So let's hit off as much as we can here. Can you help me?
Shelwien's algorithm Green can get the enwiki8 down from 100MB to 21.8MB and it just builds Online a simple tree 17 letters long with counts and mixes the 17 sets correctly based on total count total symbols and ignores low/high orders, and arithmetically encodes it. It prunes unused branches and ignores mixing very statistical low orders if higher orders have enough stats. And I nearly recreated this. I'm pondering whether I should remove counts in lower orders after I saw them in higher orders ex. order 5 "a 6 b 7" and then order 4 "a 22 b 16 c 9 d 8" becomes "a 16 b 9 c 9 d 8"?
Next, I ran the 100MB through the best cmix to pre-process it and Green got it down to 20.6MB. What does cmix's pre-processing do exactly? I got it from Matt's benchmark page.
Next, SSE (SEE? Second Symbol Estimation) is, is this just the issue during high orders that are missing the symbols you need to code and are predicting what is the escape probability of a 0 count symbol ex. 0.003? Ex. we seen 88 't', 5 'b', 1 'z', and therefore the chance of seeing a new letter Should be ex. 0.00005? So the uncertainty of 0 counts is being predicted for the Primary predictor? And this gets our 20.6MB to about 19.6MB?
What next? Is there room left in this schema to update a neural network that uses activation/inhibition? How does it work (exactly)?
Does CTW (Context Tree Weighting) do what Green does?
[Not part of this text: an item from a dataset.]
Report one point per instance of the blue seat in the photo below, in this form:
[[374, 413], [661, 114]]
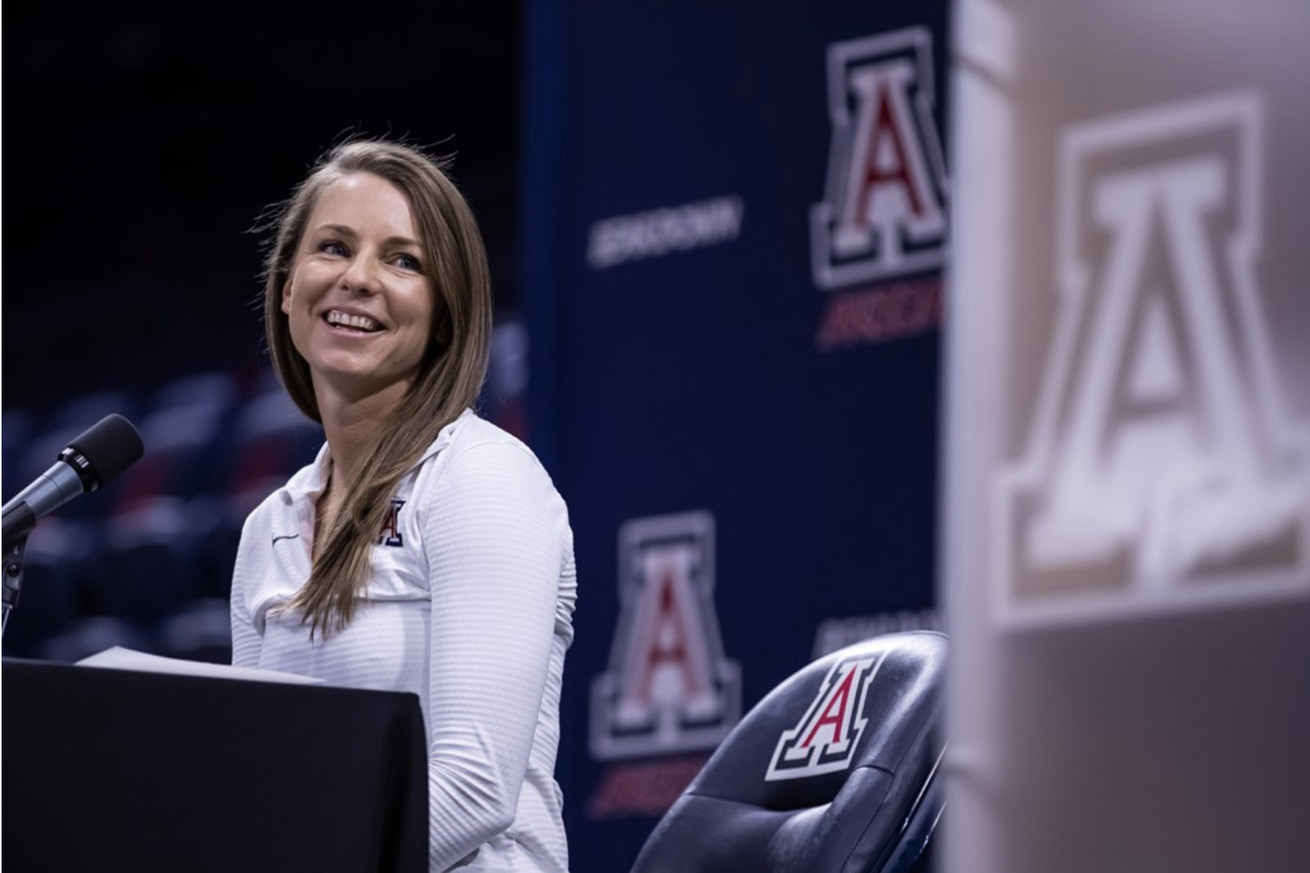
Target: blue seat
[[198, 631], [88, 636], [835, 771]]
How does CTW work? I know it's patented but I'm working on an AGI architecture.
And what is this "Both programs use other techniques to improve compression. They use partial update exclusion. When a character is counted in some context, it is counted with a weight of 1/2 in the next lower order context. Also, when computing symbol probabilities, it performs a weighted averaging with the predictions of the lower order context, with the weight of the lower order context inversely proportional to the number of different higher order contexts of which it is a suffix."
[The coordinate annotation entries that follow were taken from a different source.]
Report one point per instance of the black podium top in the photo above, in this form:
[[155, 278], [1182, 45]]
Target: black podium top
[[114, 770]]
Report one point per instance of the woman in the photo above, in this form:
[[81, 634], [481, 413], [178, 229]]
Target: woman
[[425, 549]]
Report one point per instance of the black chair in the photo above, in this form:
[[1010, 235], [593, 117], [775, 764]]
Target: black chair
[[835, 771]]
Apparently, Matt used just a 0-5 letter or so NN and got 18MB. Did he use pre-processing or SSE?
I'm unsure about the rest of the methods to get it to the 14.8MB mark but I'm guessing 2MB are taken off using grouping words. All 15MB-ers must be doing this. So where does the 16MB-18MB (2MB) get removed? What else is there happening?
How much more does bit prediction get it? How much more does using a thousand models get it?